Henry Steiner, who runs Hong Kong-based Steiner & Co that advises companies about brand creation and strategy, is sceptical about the chances of a high-end, Chinese brand emerging any time soon.
"They have to go through this very difficult process of not just coming up with a cute idea, but really building a company, working on it strategically and logistically and sticking their neck out when it comes to marketing," he says.
"Western brands come with a certain personality that's been built up over the years, with recognition and consistency and dependability - all the things that Chinese brands don't have."
Few Chinese brands have recognition in the West - luxury or otherwise.
According to a survey of 1,476 people by Calling Brands consultancy released in November and conducted in France, Germany and the UK, only a few could spontaneously recall any Chinese brands.
Some 7% named PC maker Lenovo, while 2% named mobile phone handset maker Huawei and appliance maker Haier.
"One key challenge for ambitious Chinese brands looking to grow in Europe is the idea that brands from China still conjure up a one-dimensional image: low price," the survey said.
Saurabh Sharma, a planning partner at advertising agency Ogilvy & Mather in Beijing, says that Chinese companies do have a genuine opportunity to thrive in the luxury sector, but to succeed they will have to take a different approach to their Western forerunners.
"They need to look at things differently, like tailor-made luxury," he says, citing the example of a chain of boutique hotels being set up in China that will offer "imperial hospitality" by treating guests like emperors.
"If you can do things in a more personal way instead of a packaged and merchandised format, you will get more margin out of it.
"The challenge for Chinese brands is to leverage the 'made in China' tag more creatively. They need to tap into the rich spirit of Chinese history and heritage."
Ms Jiang at Shang Xia is keen to point out that China's appreciation of luxury items dates back centuries before Louis Vuitton and Thierry Hermes crafted their first monogrammed trunks and leather saddlery.
"It's not just about showing off and bling," she says.

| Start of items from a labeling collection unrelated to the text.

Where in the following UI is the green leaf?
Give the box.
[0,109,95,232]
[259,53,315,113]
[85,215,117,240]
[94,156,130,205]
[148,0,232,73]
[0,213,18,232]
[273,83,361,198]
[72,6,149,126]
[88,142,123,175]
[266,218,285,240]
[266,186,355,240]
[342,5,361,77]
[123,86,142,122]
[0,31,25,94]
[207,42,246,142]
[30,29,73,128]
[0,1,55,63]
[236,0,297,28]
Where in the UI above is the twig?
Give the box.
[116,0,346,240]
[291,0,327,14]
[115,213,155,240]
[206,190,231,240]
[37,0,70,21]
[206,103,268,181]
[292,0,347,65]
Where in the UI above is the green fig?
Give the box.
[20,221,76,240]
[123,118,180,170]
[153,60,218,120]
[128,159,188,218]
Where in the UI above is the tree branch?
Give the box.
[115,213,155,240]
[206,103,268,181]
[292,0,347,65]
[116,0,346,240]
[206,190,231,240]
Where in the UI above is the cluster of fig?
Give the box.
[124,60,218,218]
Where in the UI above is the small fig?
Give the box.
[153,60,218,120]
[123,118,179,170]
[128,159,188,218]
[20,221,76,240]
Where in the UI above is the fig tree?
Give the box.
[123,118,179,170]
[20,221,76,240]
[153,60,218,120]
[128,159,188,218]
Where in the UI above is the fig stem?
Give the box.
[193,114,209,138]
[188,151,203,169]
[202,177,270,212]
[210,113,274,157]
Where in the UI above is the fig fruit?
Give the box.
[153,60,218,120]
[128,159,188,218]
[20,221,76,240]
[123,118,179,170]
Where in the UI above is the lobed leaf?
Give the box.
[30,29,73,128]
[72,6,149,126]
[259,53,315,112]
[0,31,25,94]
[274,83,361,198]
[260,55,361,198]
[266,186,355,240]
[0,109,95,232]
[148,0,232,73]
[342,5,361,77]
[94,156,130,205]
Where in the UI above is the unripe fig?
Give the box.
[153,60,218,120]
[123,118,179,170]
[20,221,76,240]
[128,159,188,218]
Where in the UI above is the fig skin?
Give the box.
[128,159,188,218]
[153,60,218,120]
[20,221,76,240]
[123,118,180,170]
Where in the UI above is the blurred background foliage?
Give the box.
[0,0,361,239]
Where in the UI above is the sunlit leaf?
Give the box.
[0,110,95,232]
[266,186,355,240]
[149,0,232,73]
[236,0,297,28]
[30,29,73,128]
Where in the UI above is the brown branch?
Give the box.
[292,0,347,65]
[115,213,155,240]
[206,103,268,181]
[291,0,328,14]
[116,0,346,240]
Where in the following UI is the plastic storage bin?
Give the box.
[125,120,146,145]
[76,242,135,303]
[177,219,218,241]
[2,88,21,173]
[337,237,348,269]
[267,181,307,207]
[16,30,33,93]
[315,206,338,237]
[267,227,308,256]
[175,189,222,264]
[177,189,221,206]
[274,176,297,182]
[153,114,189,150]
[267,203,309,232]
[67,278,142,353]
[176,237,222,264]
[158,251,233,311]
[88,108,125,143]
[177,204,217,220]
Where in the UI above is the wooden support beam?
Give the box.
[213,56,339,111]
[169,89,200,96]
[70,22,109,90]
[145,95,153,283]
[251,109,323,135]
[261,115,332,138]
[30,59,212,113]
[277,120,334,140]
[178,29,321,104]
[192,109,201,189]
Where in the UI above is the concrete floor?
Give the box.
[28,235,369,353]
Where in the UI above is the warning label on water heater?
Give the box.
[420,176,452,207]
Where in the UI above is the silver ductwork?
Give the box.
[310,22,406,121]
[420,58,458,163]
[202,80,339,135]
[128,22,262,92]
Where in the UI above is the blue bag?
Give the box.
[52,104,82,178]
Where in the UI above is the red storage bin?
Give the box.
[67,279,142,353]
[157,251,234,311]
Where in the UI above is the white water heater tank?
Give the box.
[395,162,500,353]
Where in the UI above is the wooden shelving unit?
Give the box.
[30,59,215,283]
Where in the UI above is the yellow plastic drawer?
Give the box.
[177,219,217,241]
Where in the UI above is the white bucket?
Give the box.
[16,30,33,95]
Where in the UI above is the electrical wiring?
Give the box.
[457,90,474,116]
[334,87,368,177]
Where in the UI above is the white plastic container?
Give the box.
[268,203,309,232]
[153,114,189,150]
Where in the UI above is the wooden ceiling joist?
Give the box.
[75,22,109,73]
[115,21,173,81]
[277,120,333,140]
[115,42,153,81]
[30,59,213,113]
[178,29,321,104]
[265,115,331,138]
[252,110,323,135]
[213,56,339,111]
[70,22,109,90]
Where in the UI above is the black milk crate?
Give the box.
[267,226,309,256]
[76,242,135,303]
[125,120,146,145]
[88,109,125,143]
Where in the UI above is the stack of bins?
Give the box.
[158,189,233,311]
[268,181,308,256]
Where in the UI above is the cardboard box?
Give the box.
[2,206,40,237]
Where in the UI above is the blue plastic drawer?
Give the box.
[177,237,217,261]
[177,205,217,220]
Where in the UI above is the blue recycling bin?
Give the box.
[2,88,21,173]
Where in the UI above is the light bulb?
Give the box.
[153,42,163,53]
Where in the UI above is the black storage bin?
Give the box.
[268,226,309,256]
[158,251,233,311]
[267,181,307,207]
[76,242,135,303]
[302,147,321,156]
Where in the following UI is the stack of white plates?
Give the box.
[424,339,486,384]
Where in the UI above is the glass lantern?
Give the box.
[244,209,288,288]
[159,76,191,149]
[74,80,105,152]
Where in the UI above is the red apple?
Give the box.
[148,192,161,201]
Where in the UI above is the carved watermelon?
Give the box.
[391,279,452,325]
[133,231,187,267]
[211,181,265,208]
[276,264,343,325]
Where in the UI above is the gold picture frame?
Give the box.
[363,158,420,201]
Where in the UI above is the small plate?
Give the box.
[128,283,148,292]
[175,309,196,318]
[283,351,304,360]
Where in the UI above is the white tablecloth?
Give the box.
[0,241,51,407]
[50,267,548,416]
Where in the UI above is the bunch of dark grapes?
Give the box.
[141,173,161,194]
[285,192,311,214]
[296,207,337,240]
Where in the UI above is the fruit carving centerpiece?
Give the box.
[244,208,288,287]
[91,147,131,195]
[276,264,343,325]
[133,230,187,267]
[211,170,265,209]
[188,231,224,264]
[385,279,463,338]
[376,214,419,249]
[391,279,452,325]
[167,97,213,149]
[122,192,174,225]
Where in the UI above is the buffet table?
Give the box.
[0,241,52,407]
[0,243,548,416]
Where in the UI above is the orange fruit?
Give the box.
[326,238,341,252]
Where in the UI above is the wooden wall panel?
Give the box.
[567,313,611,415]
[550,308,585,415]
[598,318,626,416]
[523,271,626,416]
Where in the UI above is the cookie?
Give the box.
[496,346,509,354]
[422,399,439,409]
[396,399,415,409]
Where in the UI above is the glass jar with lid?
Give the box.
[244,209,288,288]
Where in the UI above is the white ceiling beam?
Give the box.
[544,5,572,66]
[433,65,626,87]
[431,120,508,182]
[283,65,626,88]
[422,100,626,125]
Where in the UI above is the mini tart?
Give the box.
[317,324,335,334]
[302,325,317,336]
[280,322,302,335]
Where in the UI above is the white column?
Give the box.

"If you look at our cultural roots, Chinese people have always looked for excellence and quality.
"We are looking to revive the timeless aesthetic that China had before in Ming furniture, Song porcelain and Han-dynasty dress."
But she admits that Chinese people are unlikely to abandon their love of Western brands quite yet.
"In the last three to five years, little by little, there is a small group of Chinese people starting to go back to their roots.
"It doesn't mean they will quit buying Western luxury brands but... you do need a balance."